Supported Aggregations

Pinot provides support for aggregations using GROUP BY. You can use the following functions to get the aggregated value.

Function

Description

Example

COUNT

Get the count of rows in a group

COUNT(*)

MIN

Get the minimum value in a group

MIN(playerScore)

MAX

Get the maximum value in a group

MAX(playerScore)

SUM

Get the sum of values in a group

SUM(playerScore)

AVG

Get the average of the values in a group

AVG(playerScore)

MINMAXRANGE

Returns the min and max value in a group

MINMAXRANGE(playerScore)

PERCENTILE[0-100]

Returns the Nth percentile of the group where N is between 0-100

PERCENTILE50(playerScore), PERCENTILE99(playerScore)

PERCENTILEEST[0-100]

Returns the Nth percentile of the group using Quantile Digest algorithm

PERCENTILEEST50(playerScore), PERCENTILEEST99(playerScore)

PercentileTDigest[0-100]

Returns the Nth percentile of the group using T-digest algorithm

PERCENTILETDIGEST50(playerScore), PERCENTILETDIGEST99(playerScore)

DISTINCT

Returns the distinct row values in a group

DISTINCT(playerName)

DISTINCTCOUNT

Returns the count of distinct row values in a group

DISTINCTCOUNT(playerName)

DISTINCTCOUNTHLL

Returns an approximate distinct count using HyperLogLog in a group

DISTINCTCOUNTHLL(playerName)

DISTINCTCOUNTRAWHLL

Returns HLL response serialized as string. The serialized HLL can be converted back into an HLL and then aggregated with other HLLs. A common use case may be to merge HLL responses from different Pinot tables, or to allow aggregation after client-side batching.

DISTINCTCOUNTRAWHLL(playerName)

FASTHLL (Deprecated)

WARN: will be deprecated soon.
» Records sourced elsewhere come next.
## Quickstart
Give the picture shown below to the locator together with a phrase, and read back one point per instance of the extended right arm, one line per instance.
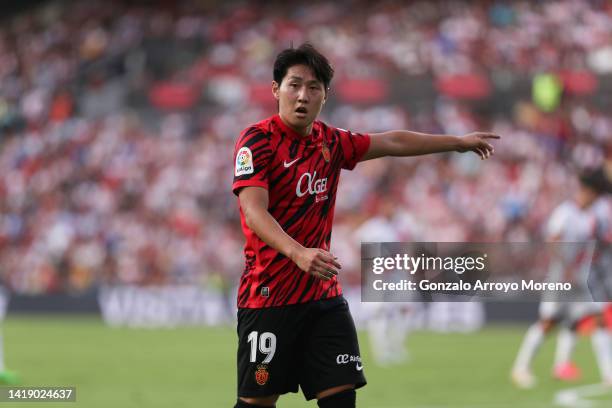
(315, 261)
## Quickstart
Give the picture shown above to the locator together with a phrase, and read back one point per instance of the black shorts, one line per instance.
(311, 345)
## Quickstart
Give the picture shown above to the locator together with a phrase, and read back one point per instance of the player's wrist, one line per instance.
(294, 252)
(459, 144)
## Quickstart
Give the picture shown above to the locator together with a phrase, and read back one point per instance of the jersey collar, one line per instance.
(292, 134)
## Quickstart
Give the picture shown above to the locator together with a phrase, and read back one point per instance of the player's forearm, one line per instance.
(407, 143)
(269, 231)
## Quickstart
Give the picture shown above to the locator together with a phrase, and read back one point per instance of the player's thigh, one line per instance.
(580, 310)
(551, 311)
(268, 348)
(331, 355)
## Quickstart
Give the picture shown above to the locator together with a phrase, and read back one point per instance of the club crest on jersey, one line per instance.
(325, 152)
(262, 375)
(244, 162)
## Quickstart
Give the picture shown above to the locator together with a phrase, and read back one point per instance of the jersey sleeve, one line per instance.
(354, 146)
(252, 155)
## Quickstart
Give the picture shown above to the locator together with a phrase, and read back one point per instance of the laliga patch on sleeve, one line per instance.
(244, 162)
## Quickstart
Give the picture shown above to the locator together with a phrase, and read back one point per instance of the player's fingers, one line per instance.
(487, 135)
(326, 268)
(322, 274)
(330, 259)
(488, 147)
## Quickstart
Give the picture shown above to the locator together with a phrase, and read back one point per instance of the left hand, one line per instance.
(477, 142)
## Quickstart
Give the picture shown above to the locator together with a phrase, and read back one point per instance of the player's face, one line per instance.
(300, 97)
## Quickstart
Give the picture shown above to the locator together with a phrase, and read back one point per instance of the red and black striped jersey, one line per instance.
(301, 175)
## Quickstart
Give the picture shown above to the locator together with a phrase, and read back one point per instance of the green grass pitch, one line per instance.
(195, 367)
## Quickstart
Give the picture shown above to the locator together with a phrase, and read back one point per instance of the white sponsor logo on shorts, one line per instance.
(347, 358)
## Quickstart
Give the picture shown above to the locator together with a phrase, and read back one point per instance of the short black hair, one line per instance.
(307, 55)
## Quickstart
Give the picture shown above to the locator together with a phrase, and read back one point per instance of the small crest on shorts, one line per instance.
(325, 152)
(262, 375)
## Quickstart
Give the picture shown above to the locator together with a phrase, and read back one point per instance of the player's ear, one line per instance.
(276, 90)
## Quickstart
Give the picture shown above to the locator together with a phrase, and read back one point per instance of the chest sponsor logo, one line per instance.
(310, 184)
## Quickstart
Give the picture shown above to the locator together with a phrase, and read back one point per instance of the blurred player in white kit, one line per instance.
(585, 219)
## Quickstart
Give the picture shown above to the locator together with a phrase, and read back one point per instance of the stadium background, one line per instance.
(117, 124)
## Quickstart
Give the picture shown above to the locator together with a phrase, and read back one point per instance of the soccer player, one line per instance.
(585, 218)
(294, 326)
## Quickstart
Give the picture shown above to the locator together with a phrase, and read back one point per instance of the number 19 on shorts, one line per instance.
(267, 345)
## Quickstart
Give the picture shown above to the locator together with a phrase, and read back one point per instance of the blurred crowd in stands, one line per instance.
(118, 121)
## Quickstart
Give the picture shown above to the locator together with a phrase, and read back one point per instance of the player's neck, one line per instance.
(300, 131)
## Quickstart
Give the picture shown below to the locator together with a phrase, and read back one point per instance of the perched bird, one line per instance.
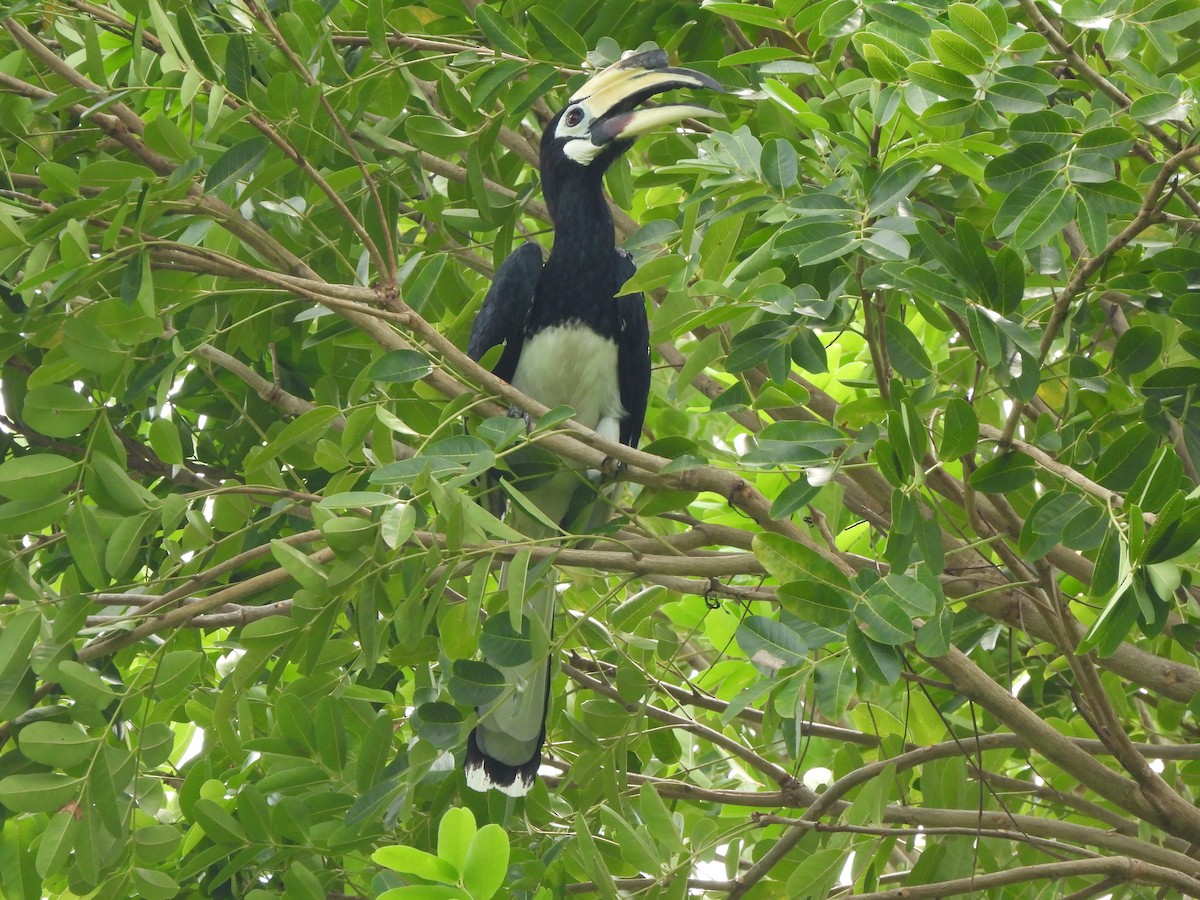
(570, 339)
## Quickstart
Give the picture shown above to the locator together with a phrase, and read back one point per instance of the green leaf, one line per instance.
(41, 792)
(502, 645)
(789, 561)
(1005, 473)
(960, 430)
(957, 52)
(499, 31)
(1126, 459)
(412, 861)
(57, 411)
(1135, 351)
(835, 684)
(474, 683)
(487, 862)
(400, 366)
(559, 39)
(295, 563)
(780, 165)
(438, 723)
(969, 21)
(883, 619)
(57, 744)
(27, 478)
(1013, 169)
(237, 163)
(941, 81)
(771, 645)
(905, 352)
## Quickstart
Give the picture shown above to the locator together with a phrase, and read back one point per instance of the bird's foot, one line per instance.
(611, 469)
(519, 413)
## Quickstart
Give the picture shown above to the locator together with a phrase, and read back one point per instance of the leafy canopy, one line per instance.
(915, 519)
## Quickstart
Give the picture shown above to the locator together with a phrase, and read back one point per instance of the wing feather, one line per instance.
(633, 354)
(502, 318)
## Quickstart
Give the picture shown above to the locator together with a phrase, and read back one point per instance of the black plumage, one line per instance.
(571, 337)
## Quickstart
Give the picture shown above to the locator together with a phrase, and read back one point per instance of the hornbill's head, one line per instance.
(604, 117)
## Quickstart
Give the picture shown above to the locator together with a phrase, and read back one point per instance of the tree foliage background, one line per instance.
(903, 594)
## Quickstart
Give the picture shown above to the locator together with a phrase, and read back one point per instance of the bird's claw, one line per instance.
(519, 413)
(611, 468)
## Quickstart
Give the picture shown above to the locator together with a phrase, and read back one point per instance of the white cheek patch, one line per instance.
(582, 150)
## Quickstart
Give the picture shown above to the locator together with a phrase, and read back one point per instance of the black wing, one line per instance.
(502, 318)
(633, 353)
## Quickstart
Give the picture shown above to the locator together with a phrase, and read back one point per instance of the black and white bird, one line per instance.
(571, 339)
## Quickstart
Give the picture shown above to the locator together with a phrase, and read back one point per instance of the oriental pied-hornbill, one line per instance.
(570, 339)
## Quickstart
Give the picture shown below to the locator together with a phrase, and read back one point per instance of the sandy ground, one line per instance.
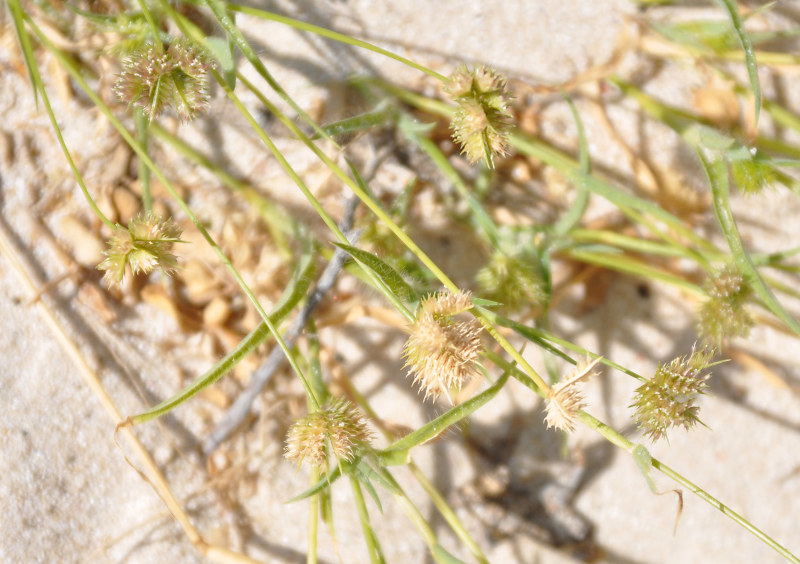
(68, 495)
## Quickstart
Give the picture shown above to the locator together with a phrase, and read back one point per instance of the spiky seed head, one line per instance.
(565, 399)
(337, 428)
(513, 281)
(481, 120)
(440, 352)
(723, 316)
(145, 245)
(668, 399)
(154, 79)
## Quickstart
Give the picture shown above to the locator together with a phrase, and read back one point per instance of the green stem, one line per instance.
(615, 438)
(373, 547)
(321, 31)
(718, 177)
(313, 522)
(148, 15)
(447, 512)
(142, 126)
(142, 154)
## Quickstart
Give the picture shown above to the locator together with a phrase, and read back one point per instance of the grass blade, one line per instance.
(737, 22)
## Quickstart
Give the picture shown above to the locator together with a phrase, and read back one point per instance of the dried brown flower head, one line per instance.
(723, 315)
(145, 245)
(668, 399)
(480, 122)
(442, 353)
(335, 428)
(565, 399)
(154, 79)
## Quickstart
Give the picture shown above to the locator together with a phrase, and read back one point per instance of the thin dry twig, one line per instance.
(240, 409)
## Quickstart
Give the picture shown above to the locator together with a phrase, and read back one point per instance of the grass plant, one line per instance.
(466, 339)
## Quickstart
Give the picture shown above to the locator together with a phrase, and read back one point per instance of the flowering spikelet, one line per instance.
(668, 399)
(154, 79)
(442, 353)
(723, 316)
(480, 123)
(565, 399)
(144, 245)
(335, 428)
(513, 281)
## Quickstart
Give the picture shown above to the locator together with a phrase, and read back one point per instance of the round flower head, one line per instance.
(442, 353)
(335, 428)
(145, 245)
(154, 79)
(668, 399)
(565, 399)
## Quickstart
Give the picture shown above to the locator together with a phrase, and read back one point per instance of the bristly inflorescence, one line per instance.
(668, 399)
(154, 79)
(145, 245)
(337, 428)
(723, 315)
(481, 120)
(565, 399)
(513, 274)
(440, 352)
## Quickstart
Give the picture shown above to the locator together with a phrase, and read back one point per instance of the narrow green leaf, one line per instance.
(750, 58)
(645, 462)
(385, 273)
(399, 449)
(443, 557)
(365, 481)
(222, 50)
(574, 214)
(327, 480)
(26, 47)
(348, 126)
(717, 171)
(291, 296)
(223, 16)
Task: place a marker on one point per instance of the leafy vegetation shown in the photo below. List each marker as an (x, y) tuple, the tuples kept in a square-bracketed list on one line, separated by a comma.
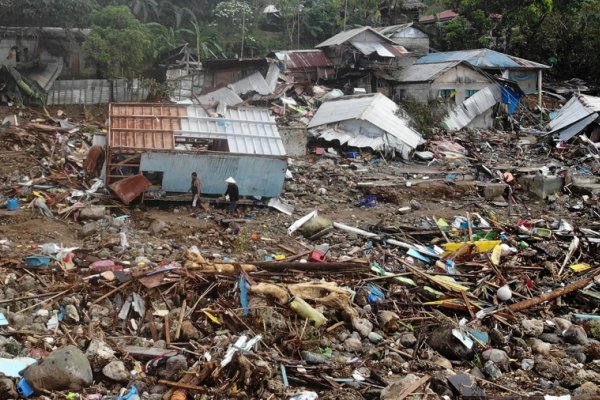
[(118, 43), (564, 33)]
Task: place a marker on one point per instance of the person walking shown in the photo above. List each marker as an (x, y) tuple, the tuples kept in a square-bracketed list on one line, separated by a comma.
[(196, 189), (234, 194)]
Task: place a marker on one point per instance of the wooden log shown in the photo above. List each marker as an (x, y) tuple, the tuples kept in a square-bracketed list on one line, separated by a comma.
[(580, 284)]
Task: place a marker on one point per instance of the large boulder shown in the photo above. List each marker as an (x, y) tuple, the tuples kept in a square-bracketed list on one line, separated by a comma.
[(64, 369)]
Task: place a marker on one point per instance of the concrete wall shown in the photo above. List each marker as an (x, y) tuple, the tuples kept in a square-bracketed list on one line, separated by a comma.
[(459, 78), (294, 140), (256, 175), (527, 80)]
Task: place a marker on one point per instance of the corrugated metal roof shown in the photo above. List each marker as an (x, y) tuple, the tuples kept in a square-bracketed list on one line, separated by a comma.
[(143, 126), (402, 31), (301, 59), (425, 72), (442, 16), (576, 109), (464, 113), (373, 108), (247, 130), (156, 126), (252, 83), (482, 58), (222, 95), (345, 36)]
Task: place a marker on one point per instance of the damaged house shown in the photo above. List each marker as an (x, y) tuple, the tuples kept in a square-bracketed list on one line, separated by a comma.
[(214, 81), (409, 36), (167, 142), (365, 121), (455, 81), (527, 74), (581, 114), (365, 58), (304, 65)]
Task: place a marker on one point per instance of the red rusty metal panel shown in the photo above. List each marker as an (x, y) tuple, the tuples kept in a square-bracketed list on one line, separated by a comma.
[(130, 188), (144, 126), (307, 59)]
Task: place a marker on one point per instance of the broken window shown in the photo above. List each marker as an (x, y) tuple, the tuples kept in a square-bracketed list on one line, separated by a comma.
[(470, 92), (447, 93)]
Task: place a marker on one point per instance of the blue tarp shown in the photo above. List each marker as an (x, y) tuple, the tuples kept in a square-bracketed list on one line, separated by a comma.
[(511, 98)]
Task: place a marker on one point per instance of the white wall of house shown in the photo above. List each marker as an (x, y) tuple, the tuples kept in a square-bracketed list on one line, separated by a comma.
[(456, 84)]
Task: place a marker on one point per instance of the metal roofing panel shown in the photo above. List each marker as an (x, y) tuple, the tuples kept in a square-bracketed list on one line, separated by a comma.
[(301, 59), (252, 83), (424, 72), (577, 127), (482, 58), (345, 36), (147, 126), (368, 48), (247, 130), (376, 109), (143, 126), (577, 108), (464, 113), (223, 95)]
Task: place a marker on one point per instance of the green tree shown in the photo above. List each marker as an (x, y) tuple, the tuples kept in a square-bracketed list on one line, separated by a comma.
[(119, 45)]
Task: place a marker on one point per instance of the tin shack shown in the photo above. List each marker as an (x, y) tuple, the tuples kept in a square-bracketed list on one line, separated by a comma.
[(167, 142)]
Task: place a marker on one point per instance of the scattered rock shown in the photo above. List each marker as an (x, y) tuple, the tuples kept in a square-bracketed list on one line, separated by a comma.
[(314, 358), (174, 367), (93, 212), (352, 344), (550, 338), (116, 371), (587, 389), (532, 327), (99, 350), (442, 362), (491, 369), (375, 337), (408, 339), (575, 334), (157, 226), (539, 347), (447, 345), (89, 229), (64, 369), (527, 364), (415, 205), (498, 357), (71, 313), (7, 389), (362, 326), (189, 331)]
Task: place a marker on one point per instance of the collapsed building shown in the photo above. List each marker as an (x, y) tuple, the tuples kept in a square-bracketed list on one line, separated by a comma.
[(167, 142), (365, 121)]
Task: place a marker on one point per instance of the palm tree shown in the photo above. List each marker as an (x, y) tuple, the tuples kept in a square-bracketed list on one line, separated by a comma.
[(204, 48)]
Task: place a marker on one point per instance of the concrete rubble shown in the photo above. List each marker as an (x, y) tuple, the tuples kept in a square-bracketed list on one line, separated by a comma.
[(470, 270)]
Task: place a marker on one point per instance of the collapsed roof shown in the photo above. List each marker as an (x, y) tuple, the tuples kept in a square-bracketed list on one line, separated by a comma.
[(576, 115), (365, 121)]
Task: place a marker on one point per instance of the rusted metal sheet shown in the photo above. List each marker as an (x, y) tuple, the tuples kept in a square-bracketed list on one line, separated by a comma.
[(144, 126), (303, 59), (130, 188)]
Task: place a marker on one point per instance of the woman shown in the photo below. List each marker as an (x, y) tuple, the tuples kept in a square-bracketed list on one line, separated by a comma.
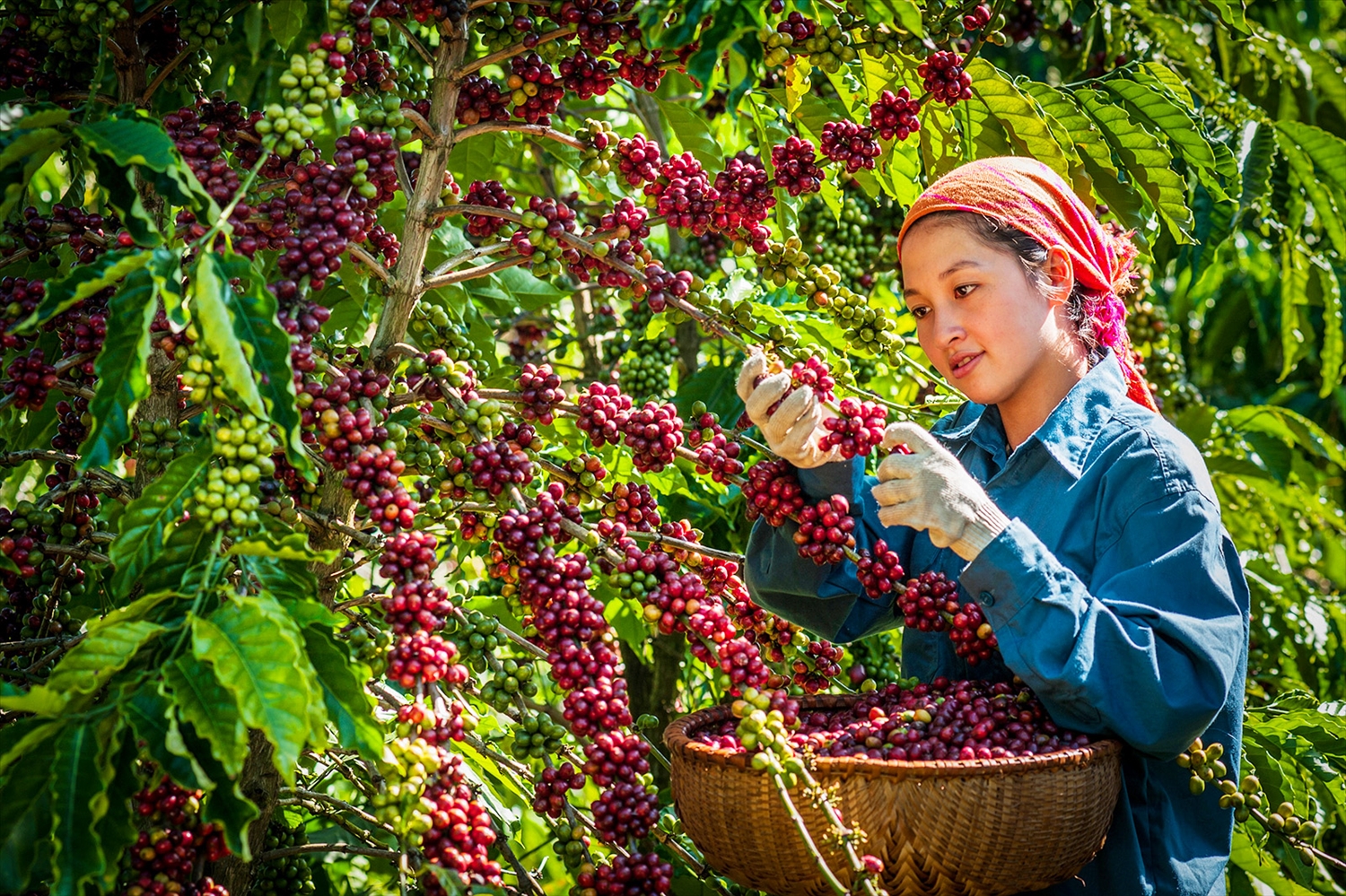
[(1079, 518)]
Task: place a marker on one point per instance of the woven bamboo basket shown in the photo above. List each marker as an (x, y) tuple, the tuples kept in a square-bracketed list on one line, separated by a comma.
[(983, 828)]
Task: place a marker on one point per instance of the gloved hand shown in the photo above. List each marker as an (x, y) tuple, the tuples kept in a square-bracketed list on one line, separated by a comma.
[(931, 490), (794, 430)]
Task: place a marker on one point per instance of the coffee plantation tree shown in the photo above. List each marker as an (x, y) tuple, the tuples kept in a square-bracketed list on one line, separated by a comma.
[(374, 473)]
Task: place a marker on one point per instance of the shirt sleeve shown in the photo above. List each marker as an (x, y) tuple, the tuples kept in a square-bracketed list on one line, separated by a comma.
[(1149, 648), (826, 600)]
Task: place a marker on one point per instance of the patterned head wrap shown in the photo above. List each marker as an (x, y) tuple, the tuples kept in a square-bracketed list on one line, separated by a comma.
[(1030, 196)]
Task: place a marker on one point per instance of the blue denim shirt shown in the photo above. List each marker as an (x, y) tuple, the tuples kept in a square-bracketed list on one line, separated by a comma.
[(1114, 594)]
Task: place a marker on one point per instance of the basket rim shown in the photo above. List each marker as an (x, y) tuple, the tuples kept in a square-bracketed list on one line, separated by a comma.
[(678, 739)]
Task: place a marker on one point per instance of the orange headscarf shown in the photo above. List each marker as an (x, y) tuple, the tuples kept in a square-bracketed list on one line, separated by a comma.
[(1030, 196)]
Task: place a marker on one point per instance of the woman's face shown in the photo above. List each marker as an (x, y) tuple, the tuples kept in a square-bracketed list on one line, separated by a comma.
[(983, 325)]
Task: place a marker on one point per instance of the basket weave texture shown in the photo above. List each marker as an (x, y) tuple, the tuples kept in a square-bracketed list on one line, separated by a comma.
[(984, 828)]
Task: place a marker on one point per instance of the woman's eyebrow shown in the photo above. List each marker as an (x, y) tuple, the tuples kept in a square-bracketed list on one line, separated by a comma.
[(958, 265)]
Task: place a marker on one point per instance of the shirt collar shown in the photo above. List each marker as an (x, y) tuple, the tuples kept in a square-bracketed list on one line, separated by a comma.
[(1068, 432)]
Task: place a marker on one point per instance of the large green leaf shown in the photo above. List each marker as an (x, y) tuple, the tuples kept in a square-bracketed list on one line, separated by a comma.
[(694, 134), (77, 805), (23, 151), (210, 708), (1160, 108), (1146, 159), (1305, 177), (258, 656), (118, 767), (349, 705), (1256, 169), (253, 312), (83, 283), (1326, 150), (1019, 116), (23, 735), (142, 538), (1294, 296), (26, 821), (139, 144), (108, 646), (1330, 357), (212, 298), (120, 368), (183, 562), (150, 715)]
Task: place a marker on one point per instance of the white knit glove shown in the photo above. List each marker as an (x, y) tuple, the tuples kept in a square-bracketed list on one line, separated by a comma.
[(931, 490), (794, 430)]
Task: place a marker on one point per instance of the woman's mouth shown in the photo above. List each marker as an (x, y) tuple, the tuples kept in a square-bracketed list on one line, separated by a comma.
[(964, 365)]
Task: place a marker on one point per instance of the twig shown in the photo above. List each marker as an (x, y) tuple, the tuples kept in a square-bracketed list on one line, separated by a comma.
[(350, 849), (473, 274), (361, 255), (538, 131), (500, 56)]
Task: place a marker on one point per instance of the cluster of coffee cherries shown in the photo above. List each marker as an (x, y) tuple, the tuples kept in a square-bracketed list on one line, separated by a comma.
[(229, 497), (944, 77), (171, 845), (931, 603), (826, 530), (851, 144), (942, 720), (894, 116)]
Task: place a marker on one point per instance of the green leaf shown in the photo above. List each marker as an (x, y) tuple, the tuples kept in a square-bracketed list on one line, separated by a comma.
[(1019, 116), (1256, 169), (210, 708), (285, 19), (26, 821), (109, 645), (1330, 357), (83, 283), (210, 301), (256, 326), (255, 650), (1294, 288), (131, 142), (23, 735), (291, 546), (1146, 159), (1318, 193), (694, 134), (1326, 150), (180, 565), (1159, 107), (287, 578), (22, 153), (78, 802), (226, 805), (142, 538), (118, 769), (120, 368), (349, 705), (150, 713)]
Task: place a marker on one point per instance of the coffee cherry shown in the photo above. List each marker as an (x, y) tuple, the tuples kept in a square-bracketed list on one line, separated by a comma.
[(773, 491), (945, 78), (826, 530), (850, 143), (796, 167), (880, 570)]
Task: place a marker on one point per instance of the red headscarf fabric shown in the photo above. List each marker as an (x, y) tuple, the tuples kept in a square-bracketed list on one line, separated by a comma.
[(1030, 196)]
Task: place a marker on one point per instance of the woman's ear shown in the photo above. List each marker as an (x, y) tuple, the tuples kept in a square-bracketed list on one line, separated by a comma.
[(1060, 272)]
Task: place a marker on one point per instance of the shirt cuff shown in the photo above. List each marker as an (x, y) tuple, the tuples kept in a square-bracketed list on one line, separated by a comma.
[(843, 478), (1009, 573)]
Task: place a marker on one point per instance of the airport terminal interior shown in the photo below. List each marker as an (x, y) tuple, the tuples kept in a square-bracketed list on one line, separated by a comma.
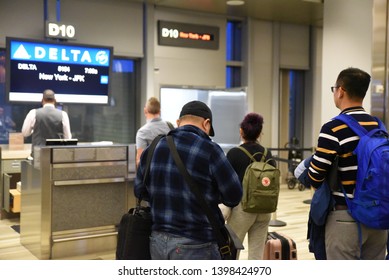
[(104, 59)]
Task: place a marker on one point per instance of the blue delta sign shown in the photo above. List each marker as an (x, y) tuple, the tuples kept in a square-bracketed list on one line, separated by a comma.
[(42, 52)]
FASTHLL stores serialized HyperLogLog in String format, which performs worse than DISTINCTCOUNTHLL, which supports serialized HyperLogLog in BYTES (byte array) format

FASTHLL(playerName)

DistinctCountThetaSketch

See Cardinality Estimation

DistinctCountRawThetaSketch

See Cardinality Estimation

Multi-value column functions

The following aggregation functions can be used for multi-value columns

Function

Description

Example

COUNTMV

Get the count of rows in a group

COUNTMV(playerName)

MINMV

Get the minimum value in a group

MINMV(playerScores)

MAXMV

Get the maximum value in a group

MAXMV(playerScores)

SUMMV

Get the sum of values in a group

SUMMV(playerScores)

AVGMV

Get the avg of values in a group

AVGMV(playerScores)

MINMAXRANGEMV

Returns the min and max value in a group

MINMAXRANGEMV(playerScores)

PERCENTILE[0-100]MV

Returns the Nth percentile of the group where N is between 0-100

PERCENTILE50MV(playerScores),

PERCENTILE99MV(playerScores)

PERCENTILEEST[0-100]MV

Returns the Nth percentile of the group using Quantile Digest algorithm

PERCENTILEEST50MV(playerScores),

PERCENTILEEST99MV(playerScores)

PercentileTDigest[0-100]MV

Returns the Nth percentile of the group using T-digest algorithm

PERCENTILETDIGEST50MV(playerScores),

PERCENTILETDIGEST99MV(playerScores),

DISTINCTCOUNTMV

Returns the count of distinct row values in a group

DISTINCTCOUNTMV(playerNames)

DISTINCTCOUNTHLLMV

Returns an approximate distinct count using HyperLogLog in a group

DISTINCTCOUNTHLLMV(playerNames)

DISTINCTCOUNTRAWHLLMV

Returns HLL response serialized as string. The serialized HLL can be converted back into an HLL and then aggregated with other HLLs. A common use case may be to merge HLL responses from different Pinot tables, or to allow aggregation after client-side batching.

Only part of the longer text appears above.